D’après le journal Phnom Penh Post, les trois sœurs de Sim travaillent, elle aussi, chez Wing Star. L’une d’elles, Yim Pay, raconte qu’elle a vu la police sortir le corps de sa sœur après l’éboulement.

« Je travaillais dans un autre bâtiment lorsque j’ai entendu un bruit assourdissant et j’ai couru voir ce qui se passait », dit-elle.

Le directeur de l’entreprise, Chea Sothavirith, s’est refusé à tout commentaire concernant l’âge de la fille ou la compensation pour les familles des victimes.

Toutefois, le gouverneur de la province de Kampong Speu a promis de verser 5000 dollars aux familles des travailleuses qui ont péri dans l’accident.

 

Pressurés à mort

Selon Reuters, Wing Star Shoes Co Ltd. est une entreprise taïwanaise qui emploie quelque 7000 personnes dans un complexe industriel inauguré il y a un an environ.

Le sinistre s’est produit dans une section du complexe utilisée comme entrepôt de stockage et une centaine de personnes seulement se seraient trouvées sur l’aire de travail.

Les conditions de travail et les salaires chez Wing Star ont également été mis en cause. D’après Ngeth Phat, une travailleuse rescapée, deux grèves avaient déjà eu lieu l’année dernière en protestation contre les bas salaires, qui tournent autour de 80 dollars par mois.

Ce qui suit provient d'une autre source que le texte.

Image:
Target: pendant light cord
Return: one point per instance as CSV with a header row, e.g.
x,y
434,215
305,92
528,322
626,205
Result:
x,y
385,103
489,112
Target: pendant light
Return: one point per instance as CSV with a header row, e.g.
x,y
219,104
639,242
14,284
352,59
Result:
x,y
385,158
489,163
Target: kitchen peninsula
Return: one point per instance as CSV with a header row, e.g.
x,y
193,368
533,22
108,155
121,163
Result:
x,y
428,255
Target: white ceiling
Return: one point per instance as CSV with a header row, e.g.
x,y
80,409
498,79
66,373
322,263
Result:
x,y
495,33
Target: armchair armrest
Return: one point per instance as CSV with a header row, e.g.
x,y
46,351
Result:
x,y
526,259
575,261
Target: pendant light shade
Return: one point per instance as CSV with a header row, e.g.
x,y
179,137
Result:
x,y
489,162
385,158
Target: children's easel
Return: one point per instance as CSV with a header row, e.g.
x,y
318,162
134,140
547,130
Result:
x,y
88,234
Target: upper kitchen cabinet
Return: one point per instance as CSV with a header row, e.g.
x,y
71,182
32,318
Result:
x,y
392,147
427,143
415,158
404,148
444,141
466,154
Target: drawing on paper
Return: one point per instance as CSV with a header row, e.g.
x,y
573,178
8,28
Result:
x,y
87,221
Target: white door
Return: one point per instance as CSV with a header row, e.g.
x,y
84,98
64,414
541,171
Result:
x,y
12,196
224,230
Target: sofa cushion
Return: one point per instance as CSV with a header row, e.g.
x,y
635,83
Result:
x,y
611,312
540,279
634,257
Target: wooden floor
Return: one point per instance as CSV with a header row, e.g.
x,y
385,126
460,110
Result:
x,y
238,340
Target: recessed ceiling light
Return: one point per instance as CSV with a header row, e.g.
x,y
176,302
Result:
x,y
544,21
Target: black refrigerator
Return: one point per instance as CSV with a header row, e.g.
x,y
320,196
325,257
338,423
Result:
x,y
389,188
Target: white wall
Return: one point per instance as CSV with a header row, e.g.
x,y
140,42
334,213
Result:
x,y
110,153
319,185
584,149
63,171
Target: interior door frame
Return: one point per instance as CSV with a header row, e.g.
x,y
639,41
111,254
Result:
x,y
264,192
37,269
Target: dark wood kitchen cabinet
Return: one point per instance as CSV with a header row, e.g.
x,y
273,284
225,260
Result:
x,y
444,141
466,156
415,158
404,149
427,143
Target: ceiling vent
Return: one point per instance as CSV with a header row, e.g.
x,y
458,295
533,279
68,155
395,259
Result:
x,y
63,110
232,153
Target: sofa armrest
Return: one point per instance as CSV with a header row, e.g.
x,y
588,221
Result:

Comme dans d’autres pays du sud-est asiatique, la confection est la principale industrie du Cambodge (80 pour cent des exportations selon la FMI) et emploie près d’un demi-million de personnes à travers plus de 500 fabriques de vêtements et de chaussures.

D’après l’agence d’information Associated Press, en 2012, le pays a exporté des marchandises pour une valeur totale de plus quatre milliards de dollars vers les États-Unis et l’Europe.

D’après Chea Muny, représentant syndical dans l’usine, Wing Star produit des chaussures de sport pour l’équipementier nippon Asics, destinées aux marchés américains et européens.

De fait, des chaussures portant la marque Asics ont été retrouvées dans les décombres de l’entrepôt lors des opérations de déblayage.

Un porte-parole d’Asics a, plus tard, confirmé que l’usine figurait parmi ses fournisseurs.

Les ventes d’Asics s’élevaient à 247792 millions de yens (2428 millions de dollars) en 2012, un montant qui devrait être dépassé en 2013, selon les prévisions.

Dans un rapport de l’OIT paru en avril concernant la sécurité dans l’industrie de l’habillement et de la chaussure au Cambodge, l’agence onusienne a relevé une augmentation inquiétante des violations liées aux normes de sécurité et aux conditions de travail se soldant, dans certains cas, par des accidents mortels.

« Les conclusions de notre enquête soulignent l’absence de progrès dans beaucoup de domaines clés des conditions de travail et que ceci est probablement attribuable, en grande partie, à la croissance rapide de l’industrie.

« Or la croissance ne doit pas avoir pour corollaire une augmentation des infractions dans les usines, et ce dans un domaine aussi essentiel de la sécurité des travailleurs que la garantie de voies d’accès non encombrées », a signalé Jill Tucker, conseillère technique en chef du programme Better Factories Cambodia de l’Organisation internationale du travail.